Mais, me dira-t-on, les exclusions, les injures du second Manifeste, sont fort personnelles, et dirigées contre des individus qui s’étaient opposés à lui, à sa conception du Mouvement, engagé sur la voie politique tout en maintenant son autonomie. Certes. Il faut cependant faire la part de la pression exercée par les amis, au premier rang desquels Éluard et Aragon ne furent pas les moins exigeants, et par les circonstances sentimentales qui faisaient de Breton une corde tendue à l’extrême, vibrant au moindre coup d’archet. Car il faut souligner le paradoxe, qui est peut-être le propre de tout grand créateur : Breton est un solitaire qui a besoin du groupe pour s’épanouir, pour tester la force de ses idées, pour éprouver la qualité de ses écrits.
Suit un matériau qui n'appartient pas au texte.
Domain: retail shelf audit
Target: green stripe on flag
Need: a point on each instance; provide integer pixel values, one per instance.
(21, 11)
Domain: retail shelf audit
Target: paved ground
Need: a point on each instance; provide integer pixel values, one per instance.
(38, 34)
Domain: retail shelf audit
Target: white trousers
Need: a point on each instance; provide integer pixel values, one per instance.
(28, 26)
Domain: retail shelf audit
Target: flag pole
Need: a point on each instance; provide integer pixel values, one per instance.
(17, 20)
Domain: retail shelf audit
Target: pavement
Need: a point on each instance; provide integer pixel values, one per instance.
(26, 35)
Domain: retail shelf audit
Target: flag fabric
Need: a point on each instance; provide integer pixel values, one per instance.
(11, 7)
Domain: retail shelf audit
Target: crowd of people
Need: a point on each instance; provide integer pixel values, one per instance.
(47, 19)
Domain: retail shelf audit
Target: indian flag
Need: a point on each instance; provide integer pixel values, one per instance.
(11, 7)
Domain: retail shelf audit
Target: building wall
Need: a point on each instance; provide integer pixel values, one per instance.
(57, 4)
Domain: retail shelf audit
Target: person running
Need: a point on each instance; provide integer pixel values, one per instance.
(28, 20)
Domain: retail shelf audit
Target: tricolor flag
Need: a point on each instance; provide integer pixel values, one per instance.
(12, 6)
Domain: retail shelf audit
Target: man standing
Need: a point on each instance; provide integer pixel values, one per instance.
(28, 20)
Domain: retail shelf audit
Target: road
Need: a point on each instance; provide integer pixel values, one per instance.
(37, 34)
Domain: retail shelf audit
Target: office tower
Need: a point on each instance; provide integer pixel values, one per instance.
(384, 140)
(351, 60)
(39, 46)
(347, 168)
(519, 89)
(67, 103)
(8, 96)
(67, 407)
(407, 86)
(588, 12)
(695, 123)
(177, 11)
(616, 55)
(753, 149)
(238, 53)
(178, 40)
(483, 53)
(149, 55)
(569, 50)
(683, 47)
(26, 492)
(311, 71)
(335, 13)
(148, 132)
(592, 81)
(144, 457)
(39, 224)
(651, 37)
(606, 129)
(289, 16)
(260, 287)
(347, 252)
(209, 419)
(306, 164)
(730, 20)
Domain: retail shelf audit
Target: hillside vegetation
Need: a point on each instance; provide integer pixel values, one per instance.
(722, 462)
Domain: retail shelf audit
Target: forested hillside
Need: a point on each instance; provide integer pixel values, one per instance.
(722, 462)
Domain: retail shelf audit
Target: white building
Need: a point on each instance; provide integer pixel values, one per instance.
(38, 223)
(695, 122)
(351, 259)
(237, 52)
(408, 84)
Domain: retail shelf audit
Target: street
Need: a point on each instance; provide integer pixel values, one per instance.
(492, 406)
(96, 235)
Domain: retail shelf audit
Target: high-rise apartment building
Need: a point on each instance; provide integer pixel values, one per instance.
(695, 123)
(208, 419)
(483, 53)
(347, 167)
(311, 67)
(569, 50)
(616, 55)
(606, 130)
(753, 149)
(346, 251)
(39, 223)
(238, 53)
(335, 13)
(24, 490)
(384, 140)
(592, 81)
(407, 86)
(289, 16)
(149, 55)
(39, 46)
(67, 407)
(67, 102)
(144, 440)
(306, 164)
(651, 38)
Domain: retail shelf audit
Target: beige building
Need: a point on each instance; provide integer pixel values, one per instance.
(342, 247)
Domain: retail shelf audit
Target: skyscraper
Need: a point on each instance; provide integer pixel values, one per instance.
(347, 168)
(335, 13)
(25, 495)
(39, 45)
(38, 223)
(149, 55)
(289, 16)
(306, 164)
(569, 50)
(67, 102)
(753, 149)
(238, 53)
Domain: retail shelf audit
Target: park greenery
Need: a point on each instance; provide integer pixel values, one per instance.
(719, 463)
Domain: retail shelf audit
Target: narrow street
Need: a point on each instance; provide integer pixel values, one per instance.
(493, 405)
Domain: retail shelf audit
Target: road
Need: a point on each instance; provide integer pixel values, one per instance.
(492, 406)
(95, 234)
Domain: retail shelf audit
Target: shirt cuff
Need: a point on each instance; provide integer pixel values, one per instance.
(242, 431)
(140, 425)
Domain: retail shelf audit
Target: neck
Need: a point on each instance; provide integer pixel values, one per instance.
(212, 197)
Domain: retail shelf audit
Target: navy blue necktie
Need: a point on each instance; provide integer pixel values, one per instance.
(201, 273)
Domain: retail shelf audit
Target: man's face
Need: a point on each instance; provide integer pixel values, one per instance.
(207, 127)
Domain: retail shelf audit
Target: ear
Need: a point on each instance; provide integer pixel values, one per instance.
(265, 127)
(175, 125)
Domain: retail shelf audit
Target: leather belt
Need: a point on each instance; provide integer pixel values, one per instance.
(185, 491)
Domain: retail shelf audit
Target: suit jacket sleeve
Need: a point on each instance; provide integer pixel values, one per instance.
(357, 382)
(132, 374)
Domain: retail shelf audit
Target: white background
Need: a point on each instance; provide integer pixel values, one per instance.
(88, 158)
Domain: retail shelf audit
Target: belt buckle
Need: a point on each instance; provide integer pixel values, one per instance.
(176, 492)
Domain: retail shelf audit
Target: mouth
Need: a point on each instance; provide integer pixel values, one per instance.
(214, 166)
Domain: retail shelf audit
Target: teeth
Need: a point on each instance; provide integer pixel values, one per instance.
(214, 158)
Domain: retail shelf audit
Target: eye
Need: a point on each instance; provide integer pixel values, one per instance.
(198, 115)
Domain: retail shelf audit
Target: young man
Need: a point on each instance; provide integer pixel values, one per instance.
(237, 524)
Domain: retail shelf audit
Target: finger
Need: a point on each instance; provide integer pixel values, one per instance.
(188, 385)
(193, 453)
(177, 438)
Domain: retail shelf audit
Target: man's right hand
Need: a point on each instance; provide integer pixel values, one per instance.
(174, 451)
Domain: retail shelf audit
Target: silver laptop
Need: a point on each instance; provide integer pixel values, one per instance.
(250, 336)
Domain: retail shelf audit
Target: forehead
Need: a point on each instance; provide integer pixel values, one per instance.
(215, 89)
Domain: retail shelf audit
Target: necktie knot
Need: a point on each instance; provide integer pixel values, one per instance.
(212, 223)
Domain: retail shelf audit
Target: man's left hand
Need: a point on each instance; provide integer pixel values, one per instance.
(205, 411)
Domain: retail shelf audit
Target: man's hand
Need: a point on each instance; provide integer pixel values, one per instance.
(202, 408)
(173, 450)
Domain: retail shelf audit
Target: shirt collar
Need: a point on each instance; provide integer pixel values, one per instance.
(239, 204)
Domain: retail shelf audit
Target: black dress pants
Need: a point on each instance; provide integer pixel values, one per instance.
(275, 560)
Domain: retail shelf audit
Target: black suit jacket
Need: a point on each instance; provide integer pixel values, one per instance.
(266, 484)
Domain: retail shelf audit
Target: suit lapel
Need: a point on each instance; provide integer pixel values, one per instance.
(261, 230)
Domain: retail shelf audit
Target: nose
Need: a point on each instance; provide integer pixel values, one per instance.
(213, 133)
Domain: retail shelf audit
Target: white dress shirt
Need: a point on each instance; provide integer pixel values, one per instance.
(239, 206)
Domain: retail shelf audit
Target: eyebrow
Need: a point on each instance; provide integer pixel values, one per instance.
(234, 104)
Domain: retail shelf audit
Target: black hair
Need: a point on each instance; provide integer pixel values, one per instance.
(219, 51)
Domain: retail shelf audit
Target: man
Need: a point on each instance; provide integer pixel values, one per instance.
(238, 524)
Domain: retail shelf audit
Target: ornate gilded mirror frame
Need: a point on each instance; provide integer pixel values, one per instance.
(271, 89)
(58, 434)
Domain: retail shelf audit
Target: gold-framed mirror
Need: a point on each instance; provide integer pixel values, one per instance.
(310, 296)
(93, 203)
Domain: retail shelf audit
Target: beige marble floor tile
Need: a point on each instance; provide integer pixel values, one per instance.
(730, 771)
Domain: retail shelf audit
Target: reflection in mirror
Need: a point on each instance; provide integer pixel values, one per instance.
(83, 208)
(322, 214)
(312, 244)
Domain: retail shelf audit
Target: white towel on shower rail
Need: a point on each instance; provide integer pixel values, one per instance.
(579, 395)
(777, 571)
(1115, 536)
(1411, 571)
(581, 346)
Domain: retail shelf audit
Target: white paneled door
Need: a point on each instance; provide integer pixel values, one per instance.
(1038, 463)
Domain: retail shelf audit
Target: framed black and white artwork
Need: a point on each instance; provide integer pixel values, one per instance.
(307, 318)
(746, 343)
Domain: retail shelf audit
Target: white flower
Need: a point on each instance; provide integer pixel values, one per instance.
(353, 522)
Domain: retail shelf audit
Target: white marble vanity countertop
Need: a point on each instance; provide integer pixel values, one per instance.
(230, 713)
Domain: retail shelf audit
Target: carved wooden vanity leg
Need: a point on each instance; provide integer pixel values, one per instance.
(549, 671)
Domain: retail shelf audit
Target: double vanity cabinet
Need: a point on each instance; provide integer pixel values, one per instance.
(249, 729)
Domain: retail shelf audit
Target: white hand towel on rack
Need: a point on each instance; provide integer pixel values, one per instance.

Mais cette foule bourdonnant autour de lui l’importune par ses sollicitations permanentes, son manque d’autonomie, ses propos sans grandeur. On peut supposer que Breton eût été un écrivain plus prolixe et peut être d’une dimension supérieure s’il n’avait pas tenu à mettre en avant ses compagnons ou, plus tard, ses jeunes amis. Combien de fois, dans sa correspondance, il se lasse de devoir expliquer le surréalisme, écrire des préfaces, répondre à des entretiens où il devra, une fois de plus, marquer le cap ! Inversement, si le surréalisme lui doit tout, il doit beaucoup à cet ensemble, qui a fait d’un individu d’origine très modeste, sans aucun capital réel ni symbolique, l’un des grands de notre époque, à tel point qu’ils deviennent indissociables.

 

Henri Béhar est professeur émérite de l’université Paris 3. Grand artisan des études sur le mouvement dada et sur le surréalisme, il est à l’origine de nombreuses publications collectives dans ce domaine. Il est l’auteur d’André Breton : le grand indésirable (Fayard)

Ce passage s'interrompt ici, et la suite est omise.